Still, Claude Opus 4 “sometimes takes extremely harmful actions like attempting to (…) blackmail people it believes are trying to shut it down.”
It also has the potential to report law-breaking users to the police.
The scheming misbehavior was rare and took effort to trigger, but was more common than in earlier versions of Claude, according to the company.
- AI future -
Since OpenAI's ChatGPT burst onto the scene in late 2022, various GenAI models have been vying for supremacy.
Anthropic's gathering came on the heels of annual developer conferences from Google and Microsoft at which the tech giants showcased their latest AI innovations.
GenAI tools answer questions or tend to tasks based on simple, conversational prompts.
The current craze in Silicon Valley is on AI "agents" tailored to independently handle computer or online tasks.
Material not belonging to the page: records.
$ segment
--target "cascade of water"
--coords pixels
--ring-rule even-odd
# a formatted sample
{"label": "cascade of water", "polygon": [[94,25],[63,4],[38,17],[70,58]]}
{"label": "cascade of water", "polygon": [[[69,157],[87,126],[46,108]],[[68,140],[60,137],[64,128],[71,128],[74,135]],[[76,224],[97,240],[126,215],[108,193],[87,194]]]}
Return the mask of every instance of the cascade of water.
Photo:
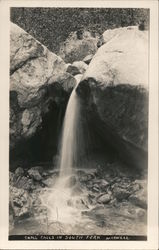
{"label": "cascade of water", "polygon": [[80,101],[76,88],[77,85],[71,93],[64,117],[59,162],[61,177],[72,174],[77,164],[78,148],[80,148]]}

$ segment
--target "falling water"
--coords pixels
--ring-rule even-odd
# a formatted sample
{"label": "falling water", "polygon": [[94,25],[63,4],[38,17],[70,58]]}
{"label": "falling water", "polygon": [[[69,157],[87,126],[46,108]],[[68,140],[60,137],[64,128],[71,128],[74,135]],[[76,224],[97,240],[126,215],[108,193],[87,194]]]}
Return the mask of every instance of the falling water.
{"label": "falling water", "polygon": [[[72,197],[71,177],[83,151],[81,106],[80,99],[76,94],[77,85],[71,93],[64,117],[62,137],[59,144],[59,177],[52,187],[51,194],[46,194],[47,197],[43,197],[52,220],[71,224],[80,218],[80,211],[76,207],[76,202],[80,197]],[[75,203],[75,205],[68,205],[70,203]]]}
{"label": "falling water", "polygon": [[78,148],[81,150],[80,100],[76,94],[76,88],[77,85],[71,93],[63,123],[59,162],[61,177],[70,176],[73,173],[80,154]]}

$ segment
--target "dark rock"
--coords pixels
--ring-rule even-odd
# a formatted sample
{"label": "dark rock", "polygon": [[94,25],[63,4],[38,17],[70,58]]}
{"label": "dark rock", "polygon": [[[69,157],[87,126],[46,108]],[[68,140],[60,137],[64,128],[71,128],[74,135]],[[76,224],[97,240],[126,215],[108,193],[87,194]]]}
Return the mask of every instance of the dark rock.
{"label": "dark rock", "polygon": [[109,185],[109,182],[104,179],[97,179],[94,182],[97,183],[102,189],[105,189]]}
{"label": "dark rock", "polygon": [[141,208],[147,208],[147,194],[144,189],[140,189],[136,193],[130,195],[129,201],[135,206],[139,206]]}
{"label": "dark rock", "polygon": [[31,168],[32,170],[37,170],[41,175],[43,175],[43,172],[44,172],[44,168],[41,167],[41,166],[35,166],[35,167],[32,167]]}
{"label": "dark rock", "polygon": [[14,183],[14,173],[9,171],[9,184],[13,185]]}
{"label": "dark rock", "polygon": [[49,177],[49,178],[47,178],[47,179],[45,179],[45,180],[42,180],[42,183],[43,183],[45,186],[47,186],[47,187],[52,187],[53,184],[55,183],[55,178]]}
{"label": "dark rock", "polygon": [[87,67],[87,64],[83,61],[73,62],[73,64],[68,65],[67,72],[75,76],[78,74],[83,74]]}
{"label": "dark rock", "polygon": [[83,62],[85,62],[86,64],[89,64],[91,62],[93,58],[93,55],[87,55],[84,59]]}
{"label": "dark rock", "polygon": [[35,168],[29,169],[28,174],[35,181],[41,181],[42,180],[42,176],[40,175],[38,169],[35,169]]}
{"label": "dark rock", "polygon": [[81,39],[78,39],[76,32],[72,32],[66,41],[61,44],[59,55],[67,63],[81,61],[85,56],[95,54],[97,41],[98,38],[93,37],[88,31],[83,31]]}
{"label": "dark rock", "polygon": [[67,66],[59,56],[13,23],[10,38],[10,147],[13,149],[40,129],[48,100],[52,98],[59,104],[60,99],[61,104],[61,92],[67,100],[76,80],[66,73]]}
{"label": "dark rock", "polygon": [[113,196],[119,200],[119,201],[122,201],[122,200],[125,200],[125,199],[128,199],[128,197],[130,196],[130,192],[127,191],[126,189],[124,188],[121,188],[119,186],[115,186],[113,188]]}
{"label": "dark rock", "polygon": [[147,165],[147,41],[148,33],[136,27],[115,29],[109,42],[98,49],[76,89],[90,126],[93,124],[105,145],[134,168]]}
{"label": "dark rock", "polygon": [[33,180],[29,179],[25,176],[22,176],[22,177],[16,179],[16,181],[13,183],[13,185],[17,188],[20,188],[20,189],[22,188],[22,189],[28,190],[28,191],[35,189]]}
{"label": "dark rock", "polygon": [[15,170],[15,175],[16,175],[16,177],[18,177],[18,176],[23,176],[23,175],[24,175],[24,169],[21,168],[21,167],[18,167],[18,168]]}
{"label": "dark rock", "polygon": [[109,203],[111,200],[111,195],[110,194],[104,194],[98,197],[98,203],[103,203],[103,204],[107,204]]}
{"label": "dark rock", "polygon": [[10,207],[14,217],[29,216],[31,212],[31,200],[24,189],[10,187]]}

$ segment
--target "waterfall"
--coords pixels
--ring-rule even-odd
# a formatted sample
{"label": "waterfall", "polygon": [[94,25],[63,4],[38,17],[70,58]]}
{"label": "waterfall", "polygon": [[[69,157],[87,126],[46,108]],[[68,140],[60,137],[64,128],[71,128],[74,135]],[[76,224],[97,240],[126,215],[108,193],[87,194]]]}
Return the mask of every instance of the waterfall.
{"label": "waterfall", "polygon": [[60,176],[66,177],[73,173],[77,159],[82,150],[82,126],[80,119],[80,100],[73,89],[68,101],[60,143]]}
{"label": "waterfall", "polygon": [[[51,193],[44,194],[43,204],[47,206],[50,219],[63,223],[78,223],[81,211],[78,203],[82,199],[79,194],[72,195],[71,178],[75,177],[75,169],[85,152],[80,98],[73,89],[69,98],[59,143],[59,176],[52,187]],[[75,177],[76,183],[76,177]],[[74,184],[73,184],[74,185]],[[76,185],[76,184],[75,184]]]}

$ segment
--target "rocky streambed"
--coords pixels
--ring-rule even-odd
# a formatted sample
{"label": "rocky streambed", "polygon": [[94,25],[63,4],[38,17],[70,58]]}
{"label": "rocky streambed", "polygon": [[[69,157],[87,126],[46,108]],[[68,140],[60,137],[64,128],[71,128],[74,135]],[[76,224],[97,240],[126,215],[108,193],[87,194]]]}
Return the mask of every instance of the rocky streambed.
{"label": "rocky streambed", "polygon": [[[55,189],[58,175],[58,170],[41,166],[10,172],[10,235],[146,235],[145,176],[118,162],[106,163],[104,169],[77,169],[69,177],[71,192],[60,214],[56,203],[66,190]],[[68,211],[71,219],[63,220]]]}

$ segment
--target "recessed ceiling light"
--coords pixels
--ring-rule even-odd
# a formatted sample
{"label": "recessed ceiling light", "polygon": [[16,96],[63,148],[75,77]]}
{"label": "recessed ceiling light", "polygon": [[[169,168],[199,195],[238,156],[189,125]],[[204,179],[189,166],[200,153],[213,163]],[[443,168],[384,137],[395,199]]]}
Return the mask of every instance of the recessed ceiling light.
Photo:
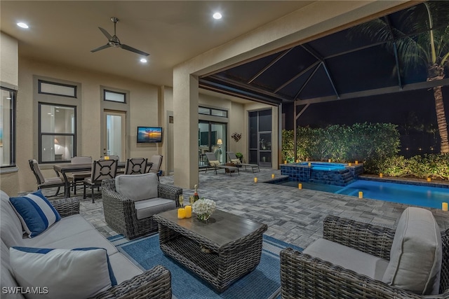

"We're going to focus on agents beyond the hype," said Anthropic chief product officer Mike Krieger, a recent hire and co-founder of Instagram.
Anthropic is no stranger to hyping up the prospects of AI.
In 2023, Dario Amodei predicted that so-called “artificial general intelligence” (capable of human-level thinking) would arrive within 2-3 years. At the end of 2024, he extended this horizon to 2026 or 2027.
He also estimated that AI will soon be writing most, if not all, computer code, making possible one-person tech startups with digital agents cranking out the software.
At Anthropic, already "something like over 70 percent of (suggested modifications in the code) are now Claude Code written", Krieger told journalists.
"In the long term, we're all going to have to contend with the idea that everything humans do is eventually going to be done by AI systems," Amodei added.
"This will happen."
GenAI fulfilling its potential could lead to strong economic growth and a “huge amount of inequality,” with it up to society how evenly wealth is distributed, Amodei reasoned.